A CSV dataframe containing genomic bin information for the reference genome.

fasta folder

This folder contains all maternal and paternal fasta files for all clones.

fastq folder

This folder contains all maternal and paternal fastq files for all clones.

clone_bams folder

This folder contains all BAM files for all clones, such as normal_maternal.bam, normal_paternal.bam.

cell_bams folder

This folder contains all BAM files for all cells in each clone, such as normal_cell1.bam, clone1_cell1.bam.

barcode_bam folder

This folder contains barcode bam generating from all cell bams.

rdr folder

This folder contains RDR matrix and coverage matrix of all cells.

baf folder

This folder contains BAF matrix and allele frequency matrix of all cells.

log folder

This folder contains all log files for all HCDSIM steps.

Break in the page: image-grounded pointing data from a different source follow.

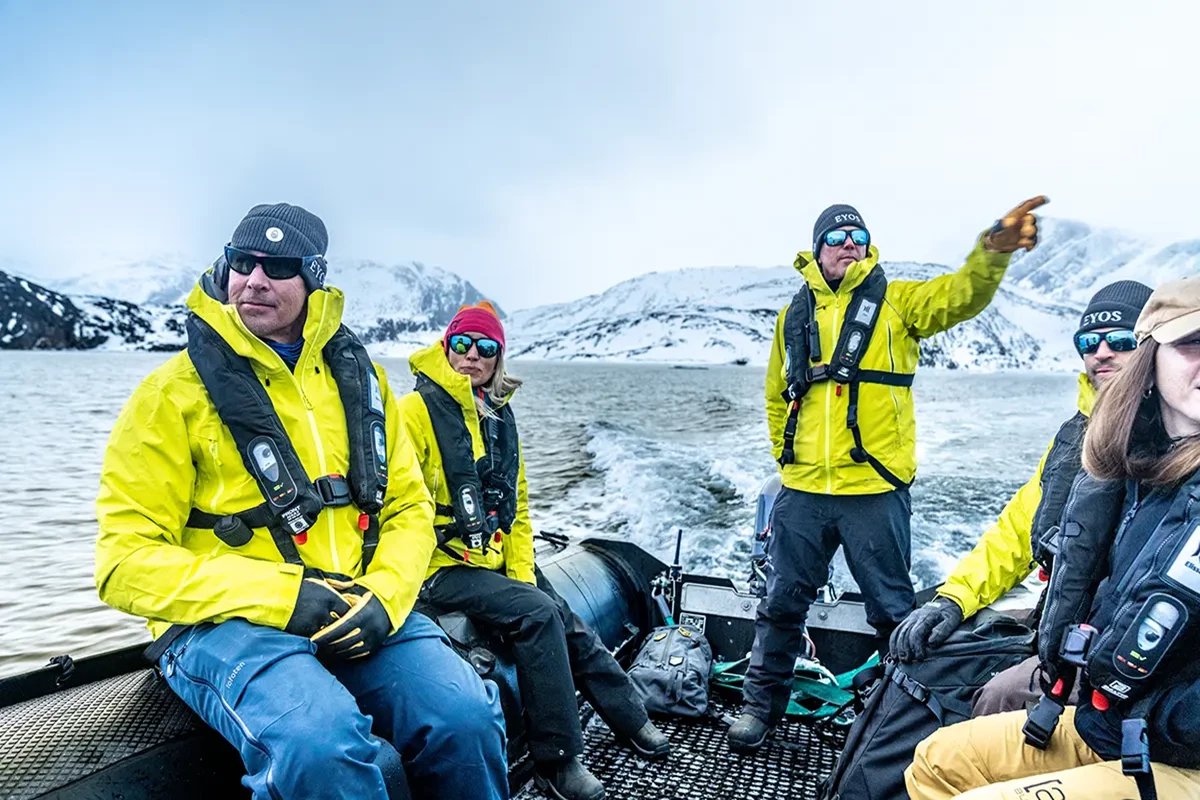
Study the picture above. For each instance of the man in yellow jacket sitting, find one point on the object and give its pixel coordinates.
(262, 509)
(840, 410)
(1021, 536)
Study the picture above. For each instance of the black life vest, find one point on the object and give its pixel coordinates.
(1151, 613)
(802, 341)
(483, 493)
(1059, 471)
(293, 501)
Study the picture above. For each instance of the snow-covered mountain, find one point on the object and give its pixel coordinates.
(1074, 259)
(159, 281)
(33, 317)
(727, 314)
(395, 308)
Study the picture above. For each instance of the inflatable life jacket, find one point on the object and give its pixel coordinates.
(1131, 655)
(483, 493)
(292, 501)
(802, 341)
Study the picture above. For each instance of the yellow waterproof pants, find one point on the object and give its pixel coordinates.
(987, 758)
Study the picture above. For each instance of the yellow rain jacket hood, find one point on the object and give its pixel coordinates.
(169, 453)
(515, 549)
(912, 311)
(1003, 555)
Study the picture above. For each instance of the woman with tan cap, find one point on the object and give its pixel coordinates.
(465, 435)
(1137, 728)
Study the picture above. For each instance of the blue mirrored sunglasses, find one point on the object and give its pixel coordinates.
(486, 348)
(838, 238)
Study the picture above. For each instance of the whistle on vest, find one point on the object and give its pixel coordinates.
(814, 336)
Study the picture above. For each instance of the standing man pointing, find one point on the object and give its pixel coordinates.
(840, 410)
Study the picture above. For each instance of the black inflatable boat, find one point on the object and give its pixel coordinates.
(107, 727)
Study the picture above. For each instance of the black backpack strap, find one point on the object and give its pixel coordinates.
(861, 453)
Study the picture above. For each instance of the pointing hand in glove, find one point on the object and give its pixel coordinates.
(925, 629)
(355, 633)
(1017, 229)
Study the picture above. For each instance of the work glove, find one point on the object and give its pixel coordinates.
(341, 583)
(358, 632)
(1017, 229)
(925, 629)
(318, 603)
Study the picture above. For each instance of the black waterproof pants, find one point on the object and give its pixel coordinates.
(805, 531)
(555, 651)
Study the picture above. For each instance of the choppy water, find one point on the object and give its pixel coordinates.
(628, 451)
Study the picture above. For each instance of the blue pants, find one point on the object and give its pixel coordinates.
(805, 531)
(304, 727)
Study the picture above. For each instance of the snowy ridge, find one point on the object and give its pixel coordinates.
(396, 308)
(727, 316)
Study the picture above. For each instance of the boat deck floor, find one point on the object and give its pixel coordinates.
(700, 767)
(52, 743)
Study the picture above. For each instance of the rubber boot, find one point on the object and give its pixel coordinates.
(748, 734)
(648, 741)
(568, 780)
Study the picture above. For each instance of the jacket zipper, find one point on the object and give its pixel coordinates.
(216, 461)
(834, 331)
(321, 453)
(173, 666)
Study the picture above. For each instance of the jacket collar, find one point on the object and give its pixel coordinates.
(324, 318)
(1087, 392)
(807, 265)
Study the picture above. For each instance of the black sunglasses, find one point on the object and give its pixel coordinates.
(1119, 342)
(277, 268)
(486, 348)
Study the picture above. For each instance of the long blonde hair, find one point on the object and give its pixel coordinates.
(1126, 438)
(498, 388)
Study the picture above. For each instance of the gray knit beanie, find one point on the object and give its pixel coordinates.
(281, 229)
(832, 218)
(1116, 305)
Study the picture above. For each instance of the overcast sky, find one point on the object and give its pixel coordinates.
(546, 150)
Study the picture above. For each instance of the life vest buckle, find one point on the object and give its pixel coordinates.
(1134, 747)
(334, 489)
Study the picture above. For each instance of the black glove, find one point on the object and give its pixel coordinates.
(317, 605)
(357, 633)
(924, 629)
(341, 583)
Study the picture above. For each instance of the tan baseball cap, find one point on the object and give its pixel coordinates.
(1171, 312)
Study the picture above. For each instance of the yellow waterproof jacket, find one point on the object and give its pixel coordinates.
(515, 551)
(169, 453)
(1003, 555)
(912, 310)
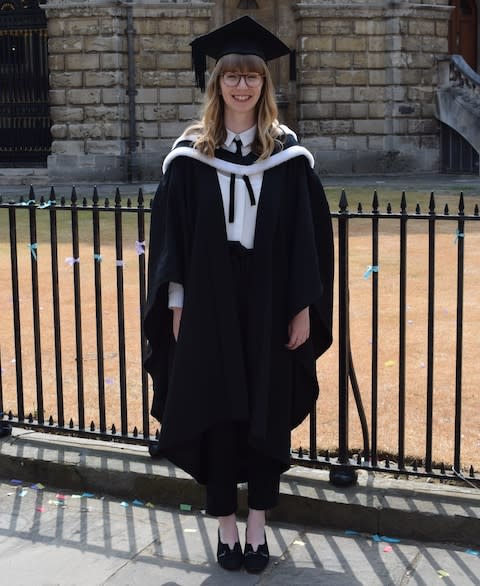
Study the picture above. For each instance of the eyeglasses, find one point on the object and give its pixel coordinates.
(251, 79)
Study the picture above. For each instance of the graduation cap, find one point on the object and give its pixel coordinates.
(243, 36)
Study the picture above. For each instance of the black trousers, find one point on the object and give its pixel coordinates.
(227, 453)
(227, 446)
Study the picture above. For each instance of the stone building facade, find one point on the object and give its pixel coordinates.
(122, 87)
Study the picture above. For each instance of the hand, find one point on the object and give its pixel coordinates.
(299, 329)
(177, 317)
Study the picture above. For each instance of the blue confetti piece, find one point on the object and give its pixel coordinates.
(472, 552)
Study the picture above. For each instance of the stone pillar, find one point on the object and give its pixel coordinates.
(367, 76)
(89, 80)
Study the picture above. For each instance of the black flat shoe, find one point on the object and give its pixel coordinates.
(256, 561)
(229, 559)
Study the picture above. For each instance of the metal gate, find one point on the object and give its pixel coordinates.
(24, 113)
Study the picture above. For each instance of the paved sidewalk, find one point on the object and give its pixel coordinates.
(50, 537)
(76, 512)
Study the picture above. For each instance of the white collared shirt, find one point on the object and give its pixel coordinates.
(242, 229)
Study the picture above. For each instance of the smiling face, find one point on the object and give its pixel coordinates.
(240, 100)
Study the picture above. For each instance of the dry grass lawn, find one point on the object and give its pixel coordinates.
(327, 409)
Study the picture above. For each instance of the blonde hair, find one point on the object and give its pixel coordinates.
(210, 129)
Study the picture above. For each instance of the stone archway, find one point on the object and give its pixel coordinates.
(463, 33)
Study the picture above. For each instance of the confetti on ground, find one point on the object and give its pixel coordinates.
(472, 552)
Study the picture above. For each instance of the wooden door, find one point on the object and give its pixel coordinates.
(463, 31)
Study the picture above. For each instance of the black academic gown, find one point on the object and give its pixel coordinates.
(205, 377)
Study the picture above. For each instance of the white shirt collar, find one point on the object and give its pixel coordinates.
(247, 137)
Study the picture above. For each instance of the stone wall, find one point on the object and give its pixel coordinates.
(367, 73)
(367, 78)
(89, 85)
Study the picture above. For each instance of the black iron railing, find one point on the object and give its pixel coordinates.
(25, 137)
(71, 342)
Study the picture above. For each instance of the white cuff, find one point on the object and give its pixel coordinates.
(175, 295)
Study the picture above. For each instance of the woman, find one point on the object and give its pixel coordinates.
(240, 289)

  1. hcdsim_log.txt: the log information generated by HCDSIM piepline.

  2. samtools_log.txt: the log information generated by samtools.

  3. bwa_log.txt: the log information generated by bwa.

  4. wgsim_log.txt: the log information generated by wgsim.

  5. bcftools_log.txt: the log information generated by bcftools.

  6. bedtools_log.txt: the log information generated by bedtools.

  7. barcode_bam_log.txt: the log information generated by hcdsim bcbam command.

tmp folder

This folder contains all temporary files for all HCDSIM steps.